Origin of the Species

Darwin, Charles. On the Origin of Species by Means of Natural Selection, or, the Preservation of Favoured Races in the Struggle for Life. London: John Murray, 1859.

From the Tracy W. McGregor Library of American History.

Even the "objective" field of science is not beyond the reach of the censors. After all, science is advanced and interpreted by human beings, capable of highly subjective actions and thoughts. Treating one area in which the subjective can clash easily with the objective, the cases discussed here each demonstrate the struggle between religious beliefs and scientific theory.

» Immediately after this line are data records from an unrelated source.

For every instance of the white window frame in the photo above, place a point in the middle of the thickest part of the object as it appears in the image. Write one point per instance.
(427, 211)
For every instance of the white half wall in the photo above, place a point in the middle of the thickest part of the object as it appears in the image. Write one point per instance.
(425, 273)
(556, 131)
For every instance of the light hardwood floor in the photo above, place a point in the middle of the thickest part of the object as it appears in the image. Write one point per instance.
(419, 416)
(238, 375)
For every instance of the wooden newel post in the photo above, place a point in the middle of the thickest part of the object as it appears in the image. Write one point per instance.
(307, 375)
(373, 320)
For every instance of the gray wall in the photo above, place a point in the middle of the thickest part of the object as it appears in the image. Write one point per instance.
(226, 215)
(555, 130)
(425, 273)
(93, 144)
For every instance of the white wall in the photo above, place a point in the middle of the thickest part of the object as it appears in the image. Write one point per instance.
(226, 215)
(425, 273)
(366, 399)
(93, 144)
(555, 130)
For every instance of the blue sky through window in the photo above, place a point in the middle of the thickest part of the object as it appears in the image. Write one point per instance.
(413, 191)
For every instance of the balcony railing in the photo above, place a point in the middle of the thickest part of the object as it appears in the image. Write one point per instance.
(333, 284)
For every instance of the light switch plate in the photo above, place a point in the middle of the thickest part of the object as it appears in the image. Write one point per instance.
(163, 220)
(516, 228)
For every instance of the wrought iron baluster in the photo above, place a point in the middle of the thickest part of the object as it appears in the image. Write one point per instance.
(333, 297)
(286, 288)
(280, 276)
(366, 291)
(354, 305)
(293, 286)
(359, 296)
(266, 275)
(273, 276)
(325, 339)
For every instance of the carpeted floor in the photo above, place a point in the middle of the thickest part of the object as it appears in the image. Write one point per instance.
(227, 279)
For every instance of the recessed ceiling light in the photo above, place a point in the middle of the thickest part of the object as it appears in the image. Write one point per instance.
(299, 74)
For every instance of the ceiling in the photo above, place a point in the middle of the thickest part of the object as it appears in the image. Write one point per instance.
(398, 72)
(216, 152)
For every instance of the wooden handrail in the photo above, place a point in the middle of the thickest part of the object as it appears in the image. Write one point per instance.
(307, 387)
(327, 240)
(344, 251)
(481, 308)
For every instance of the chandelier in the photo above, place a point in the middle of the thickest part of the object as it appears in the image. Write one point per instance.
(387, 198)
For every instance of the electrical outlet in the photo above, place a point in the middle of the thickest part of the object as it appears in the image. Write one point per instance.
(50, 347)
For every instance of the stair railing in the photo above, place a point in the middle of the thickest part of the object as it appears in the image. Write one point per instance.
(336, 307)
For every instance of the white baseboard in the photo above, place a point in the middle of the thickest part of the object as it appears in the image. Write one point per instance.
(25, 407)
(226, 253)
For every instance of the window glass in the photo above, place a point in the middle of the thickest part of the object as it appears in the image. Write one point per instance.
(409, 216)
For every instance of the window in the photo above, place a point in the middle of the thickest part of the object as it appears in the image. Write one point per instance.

The 1859 publication of Charles Darwin's On the Origin of Species unleashed a controversy that resonates even today. In presenting a revolutionary theory of evolution, the British naturalist challenged the biblical creation story and provoked the ire of detractors who accused him of "dethroning God." Darwin based his text on his own observations and scientific study of the natural world, concluding that "descent with modification" was responsible for the "survival of the fittest." Despite the surrounding controversy, On the Origin of Species remained uncensored in the United States all the way into the 1920s, when high school curricula started to incorporate the theory of Darwinian evolution.

Evolution Trial

Nelson, Wilbur A. "America's Evolution Trial." [1925] 25 pp.

From the Papers of Wilbur Armistead Nelson.

Wilbur Armistead Nelson, former state geologist of Tennessee and professor of geology at the University of Virginia, was called to be an expert witness at the 1925 Scopes Trial, a lawsuit born out of the Tennessee law which made illegal the teaching of evolution in public schools. Instigating the trial, John Scopes, a science teacher from Dayton, Tennessee, procured the legal services of defense lawyer and agnostic Clarence Darrow and the support of the American Civil Liberties Union in order to defend the right to teach Darwinian evolution. Scopes was found guilty of violating state law, but his conviction was overturned on a technicality. Ultimately, the Tennessee law remained on the books until 1967, when the Supreme Court declared it in conflict with the First and Fourteenth Amendments. On display here, Nelson's twenty-five-page commentary on the trial ends with the reflection, "Perhaps the world will learn something from this." Nonetheless, the teaching of evolution in public schools continues to be challenged in this country, occurring as recently as 1999 in Kansas.

Copernicus

Copernicus, Nicolaus. Copernici Nicolai Torinensis De Revolvtionibus orbium. Libri VI. Basel, 1566.

In the mid-sixteenth century, Polish astronomer Copernicus argued that the earth orbited around the sun, which was located at the center of the universe. This theory, pronounced "dangerous to the faith" by Pope Paul V, challenged the longstanding belief that the earth was the center of the universe. Despite its 1543 printing, On the Revolution of Heavenly Spheres did not make it onto the Catholic Church's Index of Forbidden Books until 1616. The controversial text most likely escaped immediate suppression because the editor of the book replaced Copernicus' original preface with an unsigned preface claiming that "these hypotheses need not be true nor even probable." This altered state of the preface has also brought into question the authenticity of the book's dedication to Pope Paul III. Copernicus, who died shortly after the text was published, never knew of the changes or the controversies. However, when Galileo finally confirmed the heliocentric theory of the universe in the seventeenth century, the Catholic Church charged the astronomer with heresy, imprisoned him, and forced him to make a public renunciation of his findings.